Cinq ans avant Je t'aime, je t'aime, Alain Resnais donnait à Muriel le sous-titre suivant : Le temps d'un retour. Cela aurait très bien pu être le sous-titre de Je t'aime, je t'aime, oeuvre homérique à n'en point douter, Ulysse étant le personnage archétypale du retour... retour à Ithaques. Ici, ce n'est pas le lieu, mais bien le temps qui constitue le sujet du retour. L'oeuvre est donc, quelque part, proustienne. Cependant, arrive-t-on à la conclusion de Proust, le temps est-il retrouvé ? Je ne crois pas ici. C'est une exploration vertigineuse de ce qu'est le souvenir. Le déroulement du temps. Il y a une tonalité assez comique ici, apporté notamment par l'excellente écriture du film, de Jacques Steinberg, qui contraste beaucoup avec Marguerite Duras dans Hiroshima mon amour, qui manque de sens de l'humour (ce n'est pas un défaut, en soi). Ici, le personnage de Claude Rich apporte ce trait d'humour par son cynisme exacerbé ; et cet humour est au service d'une très grande réflexion métaphysique, ce qui est l'un des points de décalage les plus importants à mon sens entre Resnais et les autres cinéastes de la Nouvelle Vague.
Car c'est un film profondément métaphysique. Ce n'est pas un film de SF par hasard. Resnais ne questionne pas l'origine du monde, mais l'origine de notre monde. L'origine de nos souvenirs. Nous forgent-ils ? Peut-on les retrouver, les saisir véritablement ? Sont-ils le lieux de fantasmes, comme nous le montrera Tarkovski quelques années plus tard dans Solaris ? Ce qui est sur, c'est que Resnais nous montre bien à quel point nous ne vivons plus dans le présent, et ce depuis longtemps... Nous sommes soit happé par l'avenir, et l'avenir devient notre présent dans un monde de constante projection. Soit, nous nous enlisons dans nos souvenirs, dans une complaisance de la souffrance passée, qui devient là aussi notre présent. Mais jamais nous ne vivons le présent. C'est une thèse assez Augustinienne, et Resnais d'ailleurs est un peu augustinien dans le sens où il ne nous dit pas ce qu'est le temps, il l'examine seulement. Et Saint-Augustin disait qu'il s'avait ce qu'était le temps quand on ne lui en parlait pas, mais que dès qu'on lui en parlait, il ne savait plus le définir. On a des preuves de l'existence du temps ; mais il y a une impossibilité de le définir. Alors, Resnais l'explore...
Le montage ici est tellement extraordinaire qu'il nous fait ressentir tout cela, tout ce vertige temporel. J'aime cette scène de l'horloge parlante, où Claude Rich dit qu'il sera toujours 3 heures, dans un an, il y a un an, dans un siècle... L'homme a créé le temps. Comme le dit Willem Dafoe dans Si loin, Si proche de Wenders, "Le temps est un serviteur, si vous êtes son maître. […] Nous sommes les créateurs du temps, les victimes du temps et les tueurs du temps." Resnais explore aussi, comme le fait Thomas Mann, à quel point le temps passe vite quand on s'ennui, et non l'inverse ; car la monotonie, c'est vivre tout le temps le même jour.
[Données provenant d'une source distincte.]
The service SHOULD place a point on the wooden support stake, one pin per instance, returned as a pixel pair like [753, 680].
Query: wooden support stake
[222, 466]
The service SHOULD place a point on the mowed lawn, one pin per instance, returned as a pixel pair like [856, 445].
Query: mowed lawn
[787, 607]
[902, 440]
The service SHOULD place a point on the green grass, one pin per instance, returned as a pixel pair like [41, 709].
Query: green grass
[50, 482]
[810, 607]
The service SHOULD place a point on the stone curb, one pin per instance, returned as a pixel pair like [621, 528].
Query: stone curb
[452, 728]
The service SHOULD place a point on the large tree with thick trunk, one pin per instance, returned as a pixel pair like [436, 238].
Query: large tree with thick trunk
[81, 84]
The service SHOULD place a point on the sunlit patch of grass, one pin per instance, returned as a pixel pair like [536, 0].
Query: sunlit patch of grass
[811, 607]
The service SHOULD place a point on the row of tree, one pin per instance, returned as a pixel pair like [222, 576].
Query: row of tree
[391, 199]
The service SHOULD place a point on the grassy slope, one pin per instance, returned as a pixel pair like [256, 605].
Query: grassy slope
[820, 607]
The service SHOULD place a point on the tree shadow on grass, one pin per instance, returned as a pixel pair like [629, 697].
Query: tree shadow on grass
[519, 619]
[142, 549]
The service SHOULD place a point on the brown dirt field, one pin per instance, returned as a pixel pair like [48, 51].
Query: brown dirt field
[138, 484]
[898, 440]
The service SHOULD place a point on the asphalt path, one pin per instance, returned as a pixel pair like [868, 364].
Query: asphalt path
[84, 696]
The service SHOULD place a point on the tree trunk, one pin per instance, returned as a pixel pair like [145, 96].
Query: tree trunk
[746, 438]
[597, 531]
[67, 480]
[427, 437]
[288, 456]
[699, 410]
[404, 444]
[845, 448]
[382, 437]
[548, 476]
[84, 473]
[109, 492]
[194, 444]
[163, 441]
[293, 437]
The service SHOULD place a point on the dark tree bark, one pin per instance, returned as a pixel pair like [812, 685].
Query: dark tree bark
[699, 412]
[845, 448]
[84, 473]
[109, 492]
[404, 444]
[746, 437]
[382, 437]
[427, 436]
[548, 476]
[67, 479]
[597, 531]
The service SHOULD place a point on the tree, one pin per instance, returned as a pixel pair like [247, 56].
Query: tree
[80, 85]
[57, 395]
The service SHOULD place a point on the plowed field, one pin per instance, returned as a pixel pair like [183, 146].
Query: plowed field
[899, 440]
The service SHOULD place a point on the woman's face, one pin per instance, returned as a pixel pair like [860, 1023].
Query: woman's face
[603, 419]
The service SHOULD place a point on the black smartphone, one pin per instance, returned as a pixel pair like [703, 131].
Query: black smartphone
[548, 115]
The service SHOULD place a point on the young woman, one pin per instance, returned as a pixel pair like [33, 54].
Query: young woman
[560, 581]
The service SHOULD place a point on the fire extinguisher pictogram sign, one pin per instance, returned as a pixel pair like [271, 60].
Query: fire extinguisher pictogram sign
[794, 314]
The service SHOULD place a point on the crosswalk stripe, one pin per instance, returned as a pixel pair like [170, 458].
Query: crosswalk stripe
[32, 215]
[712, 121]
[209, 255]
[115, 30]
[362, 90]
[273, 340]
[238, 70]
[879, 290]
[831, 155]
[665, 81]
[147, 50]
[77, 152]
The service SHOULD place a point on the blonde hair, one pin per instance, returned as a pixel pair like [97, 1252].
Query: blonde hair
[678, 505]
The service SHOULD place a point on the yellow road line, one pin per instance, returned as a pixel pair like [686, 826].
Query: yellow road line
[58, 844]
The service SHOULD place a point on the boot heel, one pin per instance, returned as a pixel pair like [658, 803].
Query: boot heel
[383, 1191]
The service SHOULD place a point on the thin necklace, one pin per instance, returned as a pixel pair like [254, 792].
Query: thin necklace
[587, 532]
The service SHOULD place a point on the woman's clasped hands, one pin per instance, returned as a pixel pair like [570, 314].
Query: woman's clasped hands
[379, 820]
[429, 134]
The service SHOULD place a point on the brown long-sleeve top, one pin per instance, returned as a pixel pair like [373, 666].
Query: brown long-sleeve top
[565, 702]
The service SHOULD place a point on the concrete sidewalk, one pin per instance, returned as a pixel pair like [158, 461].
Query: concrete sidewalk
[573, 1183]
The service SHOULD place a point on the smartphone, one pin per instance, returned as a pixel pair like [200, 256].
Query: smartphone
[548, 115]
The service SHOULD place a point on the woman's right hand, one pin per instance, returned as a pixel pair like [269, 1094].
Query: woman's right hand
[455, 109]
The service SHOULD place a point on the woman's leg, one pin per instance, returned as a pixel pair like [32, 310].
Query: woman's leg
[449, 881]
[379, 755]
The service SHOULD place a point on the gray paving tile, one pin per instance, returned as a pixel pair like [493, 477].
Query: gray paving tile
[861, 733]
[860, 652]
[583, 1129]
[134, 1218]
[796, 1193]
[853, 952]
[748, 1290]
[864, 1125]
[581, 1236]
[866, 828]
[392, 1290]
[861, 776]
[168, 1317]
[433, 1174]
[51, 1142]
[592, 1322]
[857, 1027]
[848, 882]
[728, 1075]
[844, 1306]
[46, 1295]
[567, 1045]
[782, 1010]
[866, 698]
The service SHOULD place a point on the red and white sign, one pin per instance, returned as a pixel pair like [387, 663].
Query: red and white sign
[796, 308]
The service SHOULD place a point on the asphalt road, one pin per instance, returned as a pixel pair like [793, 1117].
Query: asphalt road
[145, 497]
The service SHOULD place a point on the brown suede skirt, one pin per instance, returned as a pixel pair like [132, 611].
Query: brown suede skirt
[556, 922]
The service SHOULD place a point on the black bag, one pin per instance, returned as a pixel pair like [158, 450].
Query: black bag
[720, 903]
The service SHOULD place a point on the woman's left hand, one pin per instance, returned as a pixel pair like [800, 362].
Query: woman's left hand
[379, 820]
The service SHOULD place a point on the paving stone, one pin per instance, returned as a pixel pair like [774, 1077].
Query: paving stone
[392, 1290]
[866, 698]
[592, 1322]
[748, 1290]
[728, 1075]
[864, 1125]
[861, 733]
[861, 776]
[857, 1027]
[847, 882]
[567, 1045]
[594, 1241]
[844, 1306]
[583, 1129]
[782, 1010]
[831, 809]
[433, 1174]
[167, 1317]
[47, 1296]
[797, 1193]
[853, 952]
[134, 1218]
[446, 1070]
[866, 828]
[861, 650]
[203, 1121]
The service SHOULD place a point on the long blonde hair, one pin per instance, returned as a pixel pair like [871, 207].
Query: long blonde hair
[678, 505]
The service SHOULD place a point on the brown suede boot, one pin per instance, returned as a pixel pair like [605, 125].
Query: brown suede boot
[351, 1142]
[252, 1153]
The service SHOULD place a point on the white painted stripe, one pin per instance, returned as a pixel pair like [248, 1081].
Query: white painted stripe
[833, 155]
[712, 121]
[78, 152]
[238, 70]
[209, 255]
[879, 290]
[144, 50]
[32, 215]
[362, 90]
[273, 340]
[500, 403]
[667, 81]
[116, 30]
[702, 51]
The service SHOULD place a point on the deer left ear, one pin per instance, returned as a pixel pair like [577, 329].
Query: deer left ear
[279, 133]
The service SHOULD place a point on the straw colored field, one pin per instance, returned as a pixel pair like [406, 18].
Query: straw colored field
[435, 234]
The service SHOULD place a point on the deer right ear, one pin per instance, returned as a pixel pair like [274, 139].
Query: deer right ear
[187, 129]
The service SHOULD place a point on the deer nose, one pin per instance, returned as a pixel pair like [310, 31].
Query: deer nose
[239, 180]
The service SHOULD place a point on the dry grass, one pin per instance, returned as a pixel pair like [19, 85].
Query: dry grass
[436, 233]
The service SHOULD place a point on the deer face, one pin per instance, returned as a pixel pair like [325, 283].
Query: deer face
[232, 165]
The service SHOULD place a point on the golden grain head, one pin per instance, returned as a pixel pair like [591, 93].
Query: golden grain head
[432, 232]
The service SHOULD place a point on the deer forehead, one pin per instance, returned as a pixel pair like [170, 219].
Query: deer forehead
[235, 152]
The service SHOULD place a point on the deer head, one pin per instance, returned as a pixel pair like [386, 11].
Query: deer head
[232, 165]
C'est donc être arrêté.
Le montage est extraordinaire, il est pensé, il sert une idée, un imaginaire aussi. Resnais capte des moments d'ennui. Et c'est comme cela que Resnais capte l'intérêt du spectateur, ce qui est très fort. L’imaginaire s’impose aux personnages, à Claude Rich, et donc s’impose à nous. La représentation de la vie irrégulière est au coeur du film de Resnais ici, qui, justement, grâce à ces moments de stase, d’ennui, créé chez ce personnage une forme d’appel d’air où va s’engouffrer l’imaginaire du spectateur.
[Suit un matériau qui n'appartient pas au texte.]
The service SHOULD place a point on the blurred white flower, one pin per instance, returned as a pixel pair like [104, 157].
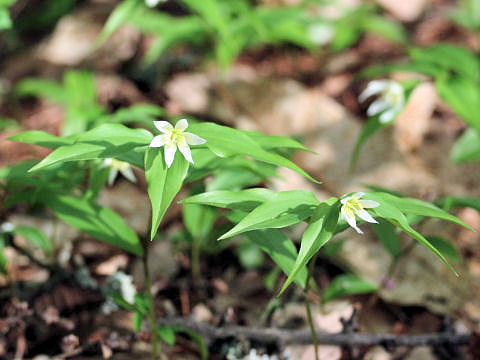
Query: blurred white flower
[121, 284]
[353, 206]
[390, 102]
[116, 166]
[320, 33]
[173, 137]
[7, 227]
[153, 3]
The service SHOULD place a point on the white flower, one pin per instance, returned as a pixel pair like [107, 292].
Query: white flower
[116, 166]
[153, 3]
[390, 103]
[7, 227]
[352, 206]
[173, 137]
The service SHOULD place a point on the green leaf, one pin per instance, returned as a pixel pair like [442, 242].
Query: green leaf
[245, 200]
[467, 147]
[388, 210]
[225, 142]
[3, 259]
[99, 222]
[105, 141]
[320, 229]
[163, 182]
[281, 249]
[198, 219]
[449, 58]
[347, 284]
[250, 255]
[388, 237]
[36, 238]
[419, 207]
[445, 247]
[167, 334]
[283, 209]
[42, 138]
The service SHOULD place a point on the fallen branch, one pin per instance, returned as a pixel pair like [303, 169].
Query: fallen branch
[283, 337]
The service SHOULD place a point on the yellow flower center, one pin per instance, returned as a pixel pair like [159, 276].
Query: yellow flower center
[119, 165]
[176, 136]
[352, 206]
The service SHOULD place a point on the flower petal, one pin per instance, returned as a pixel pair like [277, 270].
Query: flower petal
[349, 219]
[344, 200]
[181, 124]
[377, 107]
[364, 215]
[193, 139]
[163, 126]
[169, 151]
[368, 203]
[106, 163]
[358, 195]
[128, 174]
[160, 140]
[185, 150]
[388, 116]
[112, 176]
[374, 87]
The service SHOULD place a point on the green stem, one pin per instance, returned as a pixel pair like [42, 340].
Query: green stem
[307, 305]
[151, 314]
[196, 259]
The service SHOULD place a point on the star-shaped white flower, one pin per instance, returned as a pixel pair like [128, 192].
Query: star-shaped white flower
[173, 137]
[153, 3]
[353, 206]
[118, 166]
[390, 102]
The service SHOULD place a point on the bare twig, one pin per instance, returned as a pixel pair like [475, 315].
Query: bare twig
[284, 336]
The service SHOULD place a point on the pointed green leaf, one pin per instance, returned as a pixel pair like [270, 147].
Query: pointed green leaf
[245, 200]
[445, 247]
[100, 222]
[390, 212]
[281, 249]
[283, 209]
[163, 182]
[35, 237]
[388, 237]
[320, 229]
[105, 141]
[418, 207]
[226, 142]
[347, 284]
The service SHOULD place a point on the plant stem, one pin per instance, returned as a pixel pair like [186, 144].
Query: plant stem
[307, 305]
[196, 259]
[151, 314]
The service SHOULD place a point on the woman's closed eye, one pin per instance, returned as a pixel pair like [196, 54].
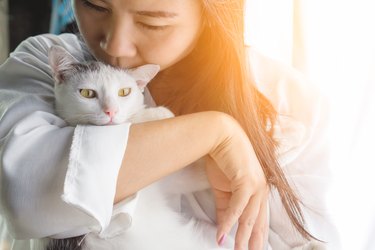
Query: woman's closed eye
[153, 27]
[95, 7]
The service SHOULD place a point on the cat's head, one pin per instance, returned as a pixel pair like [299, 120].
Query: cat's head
[95, 93]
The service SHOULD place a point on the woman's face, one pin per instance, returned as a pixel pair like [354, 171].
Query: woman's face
[130, 33]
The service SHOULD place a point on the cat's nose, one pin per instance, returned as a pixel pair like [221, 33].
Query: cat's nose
[111, 112]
On ne peut pas retrouver le temps. Il est toujours là ; on ne vit que pour lui, que par lui. Il nous détruit et nous ronge. Dans ce cas-là, rangeons nous plutôt du côté d'Aliocha, dans l'épilogue absolument magnifique des Frères Karamazov, qui nous dit : Sachez donc qu’il n’est rien de plus noble, ni de plus fort, ni de plus sain, ni de plus utile dans la vie qu’un beau souvenir, surtout s’il remonte encore à l’enfance, à la maison paternelle. On vous parle beaucoup de votre éducation mais un tel souvenir ,beau, sacré, qu’on garde depuis l’enfance, est peut-être la meilleure éducation. Si l’on emporte beaucoup de ces souvenirs dans la vie, on est sauvé pour toujours."
Nous avons créé le temps ; maintenant, le temps nous créé. Resnais explore avec brio, voire génie, les causes et les terribles conséquences du temps. Grande oeuvre de cinéma, ainsi que de métaphysique.